(Patria) - Der Gemeinsame Menschenrechtsausschuss der Parlamentarischen Versammlung Bosnien und Herzegowinas hat die Initiative nicht unterstützt, dass das Ministerium für Zivile Angelegenheiten Bosnien und Herzegowinas ein Verfahren zum Abschluss eines Abkommens über die doppelte Staatsbürgerschaft zwischen BiH und Deutschland einleitet.

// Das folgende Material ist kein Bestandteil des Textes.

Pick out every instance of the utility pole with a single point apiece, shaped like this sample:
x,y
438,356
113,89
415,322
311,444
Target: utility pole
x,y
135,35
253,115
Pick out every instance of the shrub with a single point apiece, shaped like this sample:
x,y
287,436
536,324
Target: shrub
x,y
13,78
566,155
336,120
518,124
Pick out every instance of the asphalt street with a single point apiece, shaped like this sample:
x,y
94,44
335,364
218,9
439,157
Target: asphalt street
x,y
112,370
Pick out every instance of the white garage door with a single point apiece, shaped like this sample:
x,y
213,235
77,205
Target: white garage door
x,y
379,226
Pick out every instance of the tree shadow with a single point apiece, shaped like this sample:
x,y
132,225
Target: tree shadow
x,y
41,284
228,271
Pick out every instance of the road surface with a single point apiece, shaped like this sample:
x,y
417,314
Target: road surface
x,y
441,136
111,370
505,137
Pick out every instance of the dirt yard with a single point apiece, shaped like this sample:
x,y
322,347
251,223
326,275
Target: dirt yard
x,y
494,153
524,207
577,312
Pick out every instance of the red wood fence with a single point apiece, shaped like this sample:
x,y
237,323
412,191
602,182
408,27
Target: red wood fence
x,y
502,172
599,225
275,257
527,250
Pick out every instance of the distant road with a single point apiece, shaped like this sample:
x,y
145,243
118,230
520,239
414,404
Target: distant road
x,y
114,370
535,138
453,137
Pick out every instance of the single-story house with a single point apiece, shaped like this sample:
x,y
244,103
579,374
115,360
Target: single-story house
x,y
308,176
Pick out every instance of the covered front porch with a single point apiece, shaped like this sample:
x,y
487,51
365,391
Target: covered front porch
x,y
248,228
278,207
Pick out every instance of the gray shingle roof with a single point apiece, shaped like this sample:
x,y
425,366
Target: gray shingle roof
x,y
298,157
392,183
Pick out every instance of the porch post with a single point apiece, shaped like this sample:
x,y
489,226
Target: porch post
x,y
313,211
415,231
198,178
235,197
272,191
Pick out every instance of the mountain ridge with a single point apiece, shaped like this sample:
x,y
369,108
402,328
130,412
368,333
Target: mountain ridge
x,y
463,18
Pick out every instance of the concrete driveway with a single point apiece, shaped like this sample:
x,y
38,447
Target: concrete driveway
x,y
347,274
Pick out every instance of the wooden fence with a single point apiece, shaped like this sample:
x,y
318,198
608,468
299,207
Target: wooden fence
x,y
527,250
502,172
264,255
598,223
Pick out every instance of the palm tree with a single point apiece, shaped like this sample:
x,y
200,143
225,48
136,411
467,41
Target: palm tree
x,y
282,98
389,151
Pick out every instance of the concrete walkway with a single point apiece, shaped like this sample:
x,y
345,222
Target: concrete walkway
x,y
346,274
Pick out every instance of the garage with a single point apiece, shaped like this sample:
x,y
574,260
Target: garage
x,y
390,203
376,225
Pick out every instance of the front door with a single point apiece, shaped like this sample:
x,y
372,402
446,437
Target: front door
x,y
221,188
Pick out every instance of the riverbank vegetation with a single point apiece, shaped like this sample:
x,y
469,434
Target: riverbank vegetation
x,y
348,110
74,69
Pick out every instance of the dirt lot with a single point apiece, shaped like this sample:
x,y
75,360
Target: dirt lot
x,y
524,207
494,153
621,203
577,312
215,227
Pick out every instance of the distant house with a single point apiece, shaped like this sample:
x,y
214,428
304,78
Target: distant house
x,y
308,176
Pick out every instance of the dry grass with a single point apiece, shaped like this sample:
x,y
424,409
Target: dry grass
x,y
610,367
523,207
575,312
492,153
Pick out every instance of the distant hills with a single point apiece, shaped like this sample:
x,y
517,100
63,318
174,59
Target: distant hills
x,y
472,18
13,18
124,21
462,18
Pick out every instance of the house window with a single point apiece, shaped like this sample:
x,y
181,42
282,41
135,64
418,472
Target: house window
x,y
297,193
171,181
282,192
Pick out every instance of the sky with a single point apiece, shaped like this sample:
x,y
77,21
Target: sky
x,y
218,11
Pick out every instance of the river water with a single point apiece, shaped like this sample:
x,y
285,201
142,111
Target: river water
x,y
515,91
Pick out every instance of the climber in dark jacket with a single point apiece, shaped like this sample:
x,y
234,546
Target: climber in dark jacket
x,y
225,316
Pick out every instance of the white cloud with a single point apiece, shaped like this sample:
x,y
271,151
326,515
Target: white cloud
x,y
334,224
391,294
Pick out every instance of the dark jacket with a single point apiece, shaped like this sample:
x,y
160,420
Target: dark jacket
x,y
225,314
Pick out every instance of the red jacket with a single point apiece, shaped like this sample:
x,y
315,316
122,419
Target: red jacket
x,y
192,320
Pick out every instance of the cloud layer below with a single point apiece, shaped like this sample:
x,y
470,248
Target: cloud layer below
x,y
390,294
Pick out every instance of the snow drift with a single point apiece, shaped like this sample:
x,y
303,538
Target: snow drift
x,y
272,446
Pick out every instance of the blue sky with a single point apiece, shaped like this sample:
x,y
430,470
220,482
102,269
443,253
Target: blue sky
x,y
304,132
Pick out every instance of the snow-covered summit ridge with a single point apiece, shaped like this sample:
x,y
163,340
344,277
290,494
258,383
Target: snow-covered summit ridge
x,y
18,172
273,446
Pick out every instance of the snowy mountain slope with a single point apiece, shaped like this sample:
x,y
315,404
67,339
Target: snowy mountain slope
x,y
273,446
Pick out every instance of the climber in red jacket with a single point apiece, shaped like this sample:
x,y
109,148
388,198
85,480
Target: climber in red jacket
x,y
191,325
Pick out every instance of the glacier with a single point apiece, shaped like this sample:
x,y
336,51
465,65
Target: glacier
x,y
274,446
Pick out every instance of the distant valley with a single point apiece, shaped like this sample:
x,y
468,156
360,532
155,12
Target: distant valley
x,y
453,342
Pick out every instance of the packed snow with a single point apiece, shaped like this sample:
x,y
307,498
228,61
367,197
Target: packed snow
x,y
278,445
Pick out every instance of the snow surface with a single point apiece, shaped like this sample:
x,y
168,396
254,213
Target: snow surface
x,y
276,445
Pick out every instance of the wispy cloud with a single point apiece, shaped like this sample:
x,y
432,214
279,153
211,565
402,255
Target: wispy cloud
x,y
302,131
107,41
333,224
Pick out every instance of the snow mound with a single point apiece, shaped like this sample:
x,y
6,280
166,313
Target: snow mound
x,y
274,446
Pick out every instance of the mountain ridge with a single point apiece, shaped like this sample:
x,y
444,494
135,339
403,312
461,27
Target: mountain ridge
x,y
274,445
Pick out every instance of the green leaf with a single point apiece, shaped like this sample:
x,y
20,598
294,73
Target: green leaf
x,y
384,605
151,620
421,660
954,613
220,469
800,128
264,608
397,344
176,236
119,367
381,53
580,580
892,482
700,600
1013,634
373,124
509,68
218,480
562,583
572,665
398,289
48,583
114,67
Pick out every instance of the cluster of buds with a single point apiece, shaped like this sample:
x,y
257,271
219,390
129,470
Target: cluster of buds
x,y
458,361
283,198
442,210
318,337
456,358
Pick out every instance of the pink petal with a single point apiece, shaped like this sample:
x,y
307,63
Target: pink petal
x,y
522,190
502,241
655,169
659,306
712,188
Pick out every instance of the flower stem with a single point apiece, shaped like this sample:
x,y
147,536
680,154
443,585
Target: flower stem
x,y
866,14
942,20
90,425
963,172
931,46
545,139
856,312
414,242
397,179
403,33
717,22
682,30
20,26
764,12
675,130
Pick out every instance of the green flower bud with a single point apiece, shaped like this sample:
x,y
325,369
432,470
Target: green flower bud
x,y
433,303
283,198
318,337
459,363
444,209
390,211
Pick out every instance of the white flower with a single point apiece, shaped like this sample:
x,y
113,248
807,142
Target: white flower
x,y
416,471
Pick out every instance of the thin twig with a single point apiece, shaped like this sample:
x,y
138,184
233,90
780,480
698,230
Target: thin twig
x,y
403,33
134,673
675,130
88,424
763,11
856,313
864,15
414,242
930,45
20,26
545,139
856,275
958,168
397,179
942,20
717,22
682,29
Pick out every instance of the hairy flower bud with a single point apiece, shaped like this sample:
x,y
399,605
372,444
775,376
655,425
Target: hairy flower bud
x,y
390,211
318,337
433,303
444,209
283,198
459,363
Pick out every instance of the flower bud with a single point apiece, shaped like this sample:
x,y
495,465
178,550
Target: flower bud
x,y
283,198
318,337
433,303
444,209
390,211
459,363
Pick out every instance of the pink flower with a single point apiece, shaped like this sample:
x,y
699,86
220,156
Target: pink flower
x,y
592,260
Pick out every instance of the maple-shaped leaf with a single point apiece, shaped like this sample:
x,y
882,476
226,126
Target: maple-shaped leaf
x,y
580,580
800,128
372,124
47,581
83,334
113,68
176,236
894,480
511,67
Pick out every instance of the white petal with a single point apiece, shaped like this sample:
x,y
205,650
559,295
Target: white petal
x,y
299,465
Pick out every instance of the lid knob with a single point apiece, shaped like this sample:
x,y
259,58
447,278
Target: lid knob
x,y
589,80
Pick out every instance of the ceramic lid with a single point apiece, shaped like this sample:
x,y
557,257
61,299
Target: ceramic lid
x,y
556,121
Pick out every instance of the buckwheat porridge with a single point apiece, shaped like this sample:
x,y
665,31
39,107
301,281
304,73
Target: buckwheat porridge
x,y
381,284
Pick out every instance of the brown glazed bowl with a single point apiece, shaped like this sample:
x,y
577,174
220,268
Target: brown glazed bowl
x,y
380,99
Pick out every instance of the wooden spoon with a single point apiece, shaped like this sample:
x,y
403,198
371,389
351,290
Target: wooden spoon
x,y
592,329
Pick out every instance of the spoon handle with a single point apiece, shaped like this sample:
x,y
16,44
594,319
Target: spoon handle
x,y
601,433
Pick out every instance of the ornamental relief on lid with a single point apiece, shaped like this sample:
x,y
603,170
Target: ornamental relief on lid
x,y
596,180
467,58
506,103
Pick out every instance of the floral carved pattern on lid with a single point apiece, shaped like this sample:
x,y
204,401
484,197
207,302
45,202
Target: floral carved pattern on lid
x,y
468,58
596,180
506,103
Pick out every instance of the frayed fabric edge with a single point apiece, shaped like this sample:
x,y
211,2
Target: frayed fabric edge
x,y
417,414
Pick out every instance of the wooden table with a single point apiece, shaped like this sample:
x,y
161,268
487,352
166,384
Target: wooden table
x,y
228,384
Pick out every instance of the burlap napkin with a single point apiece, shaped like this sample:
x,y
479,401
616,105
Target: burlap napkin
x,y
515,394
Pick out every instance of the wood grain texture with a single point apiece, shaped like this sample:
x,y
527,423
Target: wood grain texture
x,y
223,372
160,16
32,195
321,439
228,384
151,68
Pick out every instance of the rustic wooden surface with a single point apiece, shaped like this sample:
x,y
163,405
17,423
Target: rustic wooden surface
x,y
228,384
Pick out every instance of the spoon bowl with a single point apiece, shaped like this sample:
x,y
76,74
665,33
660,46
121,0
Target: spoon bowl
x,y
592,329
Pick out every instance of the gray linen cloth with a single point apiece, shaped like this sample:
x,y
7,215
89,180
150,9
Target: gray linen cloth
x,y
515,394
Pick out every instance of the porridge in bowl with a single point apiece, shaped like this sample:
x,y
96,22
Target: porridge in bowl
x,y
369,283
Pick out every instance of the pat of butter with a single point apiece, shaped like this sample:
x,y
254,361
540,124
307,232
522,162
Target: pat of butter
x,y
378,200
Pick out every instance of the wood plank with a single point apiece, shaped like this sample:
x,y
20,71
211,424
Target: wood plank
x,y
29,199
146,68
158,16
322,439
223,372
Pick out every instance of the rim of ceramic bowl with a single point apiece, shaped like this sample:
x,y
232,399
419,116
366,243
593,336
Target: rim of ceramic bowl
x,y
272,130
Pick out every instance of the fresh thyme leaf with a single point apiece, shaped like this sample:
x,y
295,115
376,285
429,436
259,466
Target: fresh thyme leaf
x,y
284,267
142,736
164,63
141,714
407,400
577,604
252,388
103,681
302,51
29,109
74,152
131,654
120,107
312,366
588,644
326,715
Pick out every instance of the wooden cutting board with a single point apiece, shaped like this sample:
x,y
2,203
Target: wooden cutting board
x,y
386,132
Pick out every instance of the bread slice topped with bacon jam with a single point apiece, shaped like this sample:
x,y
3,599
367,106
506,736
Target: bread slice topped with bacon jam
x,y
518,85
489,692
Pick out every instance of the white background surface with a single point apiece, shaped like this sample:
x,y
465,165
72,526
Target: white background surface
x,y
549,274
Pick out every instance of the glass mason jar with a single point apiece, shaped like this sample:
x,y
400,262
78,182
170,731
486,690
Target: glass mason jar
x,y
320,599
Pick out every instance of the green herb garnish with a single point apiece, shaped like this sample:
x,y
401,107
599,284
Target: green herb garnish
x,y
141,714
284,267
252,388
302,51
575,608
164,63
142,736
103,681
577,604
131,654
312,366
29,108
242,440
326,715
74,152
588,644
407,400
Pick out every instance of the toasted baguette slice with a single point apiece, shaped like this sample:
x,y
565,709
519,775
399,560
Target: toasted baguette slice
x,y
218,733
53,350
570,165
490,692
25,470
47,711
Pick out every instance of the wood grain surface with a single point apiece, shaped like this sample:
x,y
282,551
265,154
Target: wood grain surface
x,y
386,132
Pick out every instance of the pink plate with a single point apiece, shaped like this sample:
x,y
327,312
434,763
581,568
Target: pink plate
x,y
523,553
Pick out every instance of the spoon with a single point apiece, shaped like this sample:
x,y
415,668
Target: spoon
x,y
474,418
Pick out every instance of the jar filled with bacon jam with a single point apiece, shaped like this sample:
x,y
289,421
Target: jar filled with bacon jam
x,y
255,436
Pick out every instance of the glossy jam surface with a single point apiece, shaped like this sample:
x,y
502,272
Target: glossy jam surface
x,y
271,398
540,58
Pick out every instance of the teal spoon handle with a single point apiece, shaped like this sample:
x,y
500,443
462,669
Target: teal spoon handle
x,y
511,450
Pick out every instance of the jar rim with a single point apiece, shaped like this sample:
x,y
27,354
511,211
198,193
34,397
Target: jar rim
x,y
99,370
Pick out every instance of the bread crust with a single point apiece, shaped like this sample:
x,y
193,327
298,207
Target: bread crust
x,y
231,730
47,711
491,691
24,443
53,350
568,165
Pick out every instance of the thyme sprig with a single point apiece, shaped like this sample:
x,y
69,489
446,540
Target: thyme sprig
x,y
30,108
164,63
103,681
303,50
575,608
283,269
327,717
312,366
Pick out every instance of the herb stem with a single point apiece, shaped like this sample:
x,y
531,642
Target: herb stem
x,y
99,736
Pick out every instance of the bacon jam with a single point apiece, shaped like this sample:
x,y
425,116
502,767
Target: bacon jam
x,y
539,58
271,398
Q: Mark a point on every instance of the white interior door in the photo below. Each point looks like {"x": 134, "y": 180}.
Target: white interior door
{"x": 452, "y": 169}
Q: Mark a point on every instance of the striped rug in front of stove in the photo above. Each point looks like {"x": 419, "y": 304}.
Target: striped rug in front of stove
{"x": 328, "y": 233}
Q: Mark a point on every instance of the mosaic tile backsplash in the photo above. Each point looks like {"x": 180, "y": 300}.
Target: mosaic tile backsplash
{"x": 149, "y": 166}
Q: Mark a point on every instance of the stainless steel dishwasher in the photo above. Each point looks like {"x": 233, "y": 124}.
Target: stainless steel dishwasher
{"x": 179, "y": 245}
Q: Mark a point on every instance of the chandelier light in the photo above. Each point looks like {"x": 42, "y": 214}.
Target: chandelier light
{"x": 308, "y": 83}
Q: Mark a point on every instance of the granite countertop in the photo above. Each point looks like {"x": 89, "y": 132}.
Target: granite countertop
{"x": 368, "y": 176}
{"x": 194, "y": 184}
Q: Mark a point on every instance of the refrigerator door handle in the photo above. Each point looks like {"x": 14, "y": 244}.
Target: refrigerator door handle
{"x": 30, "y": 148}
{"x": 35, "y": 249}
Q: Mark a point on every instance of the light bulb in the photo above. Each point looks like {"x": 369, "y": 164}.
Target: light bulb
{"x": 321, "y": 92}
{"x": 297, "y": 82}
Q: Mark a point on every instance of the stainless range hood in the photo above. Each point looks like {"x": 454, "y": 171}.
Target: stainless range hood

Gegen diese Initiative waren heute auf der Sitzung des zuständigen parlamentarischen Ausschusses die Mitglieder des SNSD, während die Mitglieder des HDZ sich enthielten, sodass die Initiative nicht die erforderliche Stimmenzahl erhielt. Die Initiative wurde vom stellvertretenden Vorsitzenden des Abgeordnetenhauses des Parlaments von BiH, Denis Zvizdić von der NiP, eingebracht, einer Partei, die mit der SDP und der Naša stranka die Troika bildet, und die Troika bildet zusammen mit dem SNSD und dem HDZ die Staatsregierung. Die Initiative wurde eingebracht, nachdem das neue Staatsangehörigkeitsgesetz der Bundesrepublik Deutschland in Kraft getreten war, das nun den Erwerb eines deutschen Passes und den Besitz der doppelten Staatsbürgerschaft ermöglicht.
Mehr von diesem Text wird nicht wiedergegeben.